Comment 5 Yanko Kaneti 2018-12-12 12:10:55 UTC
Its probably the CONFIG_AMD_MEM_ENCRYPT_ACTIVE_BY_DEFAULT=y  tunrned on after the rc5 fedora kernels.

mem_encrypt=off  on the kernel command line makes the boot work as usual here.

Comment 6 Mikhail 2018-12-12 21:20:41 UTC
I am confirm that I able reproduce this issue with vanilla kernel after recompiling with option CONFIG_AMD_MEM_ENCRYPT_ACTIVE_BY_DEFAULT=y
Also mem_encrypt=off works as workaround for me.

This commit are blame: https://src.fedoraproject.org/rpms/kernel/c/f8216ee47abe1997e9fc7efb3d819d6105d898f5?branch=master

Comment 7 Mikhail 2018-12-13 20:01:12 UTC
Peter, why you enable option CONFIG_AMD_MEM_ENCRYPT_ACTIVE_BY_DEFAULT=y ?

I asked AMD developers do they know about problem with option `CONFIG_AMD_MEM_ENCRYPT_ACTIVE_BY_DEFAULT=y` with their GPU.

And I got short answer:

Yes, that is a known limitation.

Almost all GPU drivers are incompatible with memory encryption.

As a workaround you can either turn off memory encryption or force the slowpath for memory allocation in the GPU drivers.

Comment 8 Adam Williamson 2018-12-17 17:47:09 UTC
Well, the commit message says:

"This makes it so users don't have to do mem_encrypt=1 to enable SEV VMs."

which is a reference to AMD's 'secure encrypted virtualization' tech: https://developer.amd.com/sev/

so...that's why. He wants to let people use that feature (without a special kernel arg).

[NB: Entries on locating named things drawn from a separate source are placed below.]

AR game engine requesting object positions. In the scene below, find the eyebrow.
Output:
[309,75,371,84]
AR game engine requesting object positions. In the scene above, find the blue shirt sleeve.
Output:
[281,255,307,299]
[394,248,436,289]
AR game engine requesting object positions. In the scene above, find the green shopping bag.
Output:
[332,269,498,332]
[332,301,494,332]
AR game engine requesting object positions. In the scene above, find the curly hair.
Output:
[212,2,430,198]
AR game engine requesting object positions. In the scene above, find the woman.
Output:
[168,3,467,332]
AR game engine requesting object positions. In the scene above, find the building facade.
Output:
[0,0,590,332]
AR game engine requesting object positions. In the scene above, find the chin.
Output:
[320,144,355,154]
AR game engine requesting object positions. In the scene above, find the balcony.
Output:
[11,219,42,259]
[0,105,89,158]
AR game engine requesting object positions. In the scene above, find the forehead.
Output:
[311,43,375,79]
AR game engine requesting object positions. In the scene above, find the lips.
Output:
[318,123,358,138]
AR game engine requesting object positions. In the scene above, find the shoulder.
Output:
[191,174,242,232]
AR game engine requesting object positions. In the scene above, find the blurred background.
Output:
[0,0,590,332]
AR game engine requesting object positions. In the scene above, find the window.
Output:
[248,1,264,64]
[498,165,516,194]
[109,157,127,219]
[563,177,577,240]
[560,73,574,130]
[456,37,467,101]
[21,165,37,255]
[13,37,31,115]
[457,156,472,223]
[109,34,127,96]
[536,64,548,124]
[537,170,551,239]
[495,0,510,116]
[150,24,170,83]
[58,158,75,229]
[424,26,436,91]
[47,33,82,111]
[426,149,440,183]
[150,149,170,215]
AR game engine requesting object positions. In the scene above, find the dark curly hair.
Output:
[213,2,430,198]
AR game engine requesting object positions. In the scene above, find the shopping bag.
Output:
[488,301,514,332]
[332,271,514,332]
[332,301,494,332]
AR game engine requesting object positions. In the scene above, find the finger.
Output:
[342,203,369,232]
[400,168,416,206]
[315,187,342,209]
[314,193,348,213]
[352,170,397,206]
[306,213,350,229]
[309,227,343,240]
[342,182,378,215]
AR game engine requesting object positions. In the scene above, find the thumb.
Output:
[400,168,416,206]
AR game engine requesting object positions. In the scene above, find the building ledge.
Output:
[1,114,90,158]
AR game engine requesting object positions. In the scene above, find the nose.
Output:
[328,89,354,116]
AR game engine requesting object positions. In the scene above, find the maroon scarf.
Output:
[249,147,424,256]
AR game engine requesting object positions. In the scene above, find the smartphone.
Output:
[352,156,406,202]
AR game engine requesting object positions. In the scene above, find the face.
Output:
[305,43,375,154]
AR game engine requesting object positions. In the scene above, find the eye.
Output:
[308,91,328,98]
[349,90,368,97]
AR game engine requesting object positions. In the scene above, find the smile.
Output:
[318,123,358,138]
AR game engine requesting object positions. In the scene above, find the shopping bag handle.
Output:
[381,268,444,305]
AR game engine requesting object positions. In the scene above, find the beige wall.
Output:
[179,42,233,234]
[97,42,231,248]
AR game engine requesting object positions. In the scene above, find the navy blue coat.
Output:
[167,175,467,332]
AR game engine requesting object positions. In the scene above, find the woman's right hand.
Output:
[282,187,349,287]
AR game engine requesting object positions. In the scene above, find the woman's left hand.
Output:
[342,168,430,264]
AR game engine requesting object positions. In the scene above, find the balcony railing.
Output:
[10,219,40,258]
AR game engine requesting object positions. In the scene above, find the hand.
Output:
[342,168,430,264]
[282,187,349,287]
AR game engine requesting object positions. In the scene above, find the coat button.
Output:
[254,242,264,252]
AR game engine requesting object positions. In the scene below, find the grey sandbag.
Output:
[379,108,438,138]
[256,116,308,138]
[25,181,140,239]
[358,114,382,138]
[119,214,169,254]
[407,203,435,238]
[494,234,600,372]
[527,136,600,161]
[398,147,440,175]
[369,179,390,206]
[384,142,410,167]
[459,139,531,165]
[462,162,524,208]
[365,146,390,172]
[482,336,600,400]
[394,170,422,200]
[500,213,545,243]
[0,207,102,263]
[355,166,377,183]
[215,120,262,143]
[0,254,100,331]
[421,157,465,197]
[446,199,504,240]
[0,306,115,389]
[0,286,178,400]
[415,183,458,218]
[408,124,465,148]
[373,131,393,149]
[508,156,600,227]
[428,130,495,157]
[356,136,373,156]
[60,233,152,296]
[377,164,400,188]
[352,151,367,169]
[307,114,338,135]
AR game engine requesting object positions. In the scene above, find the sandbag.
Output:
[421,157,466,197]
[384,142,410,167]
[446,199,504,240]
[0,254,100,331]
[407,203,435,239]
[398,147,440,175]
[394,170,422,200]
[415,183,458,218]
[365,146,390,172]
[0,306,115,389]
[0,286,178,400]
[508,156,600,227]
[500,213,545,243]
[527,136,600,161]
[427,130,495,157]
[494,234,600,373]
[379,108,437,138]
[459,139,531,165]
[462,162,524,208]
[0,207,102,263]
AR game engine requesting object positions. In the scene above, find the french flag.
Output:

However, if that's going to break most AMD GPUs (per the reply Mikhail got), I'd agree it's unacceptable and probably a release blocker.

Comment 9 Jeremy Cline 2018-12-17 17:53:05 UTC
CONFIG_AMD_MEM_ENCRYPT_ACTIVE_BY_DEFAULT is off again starting in 4.20-rc6-82-g65e08c5e8631.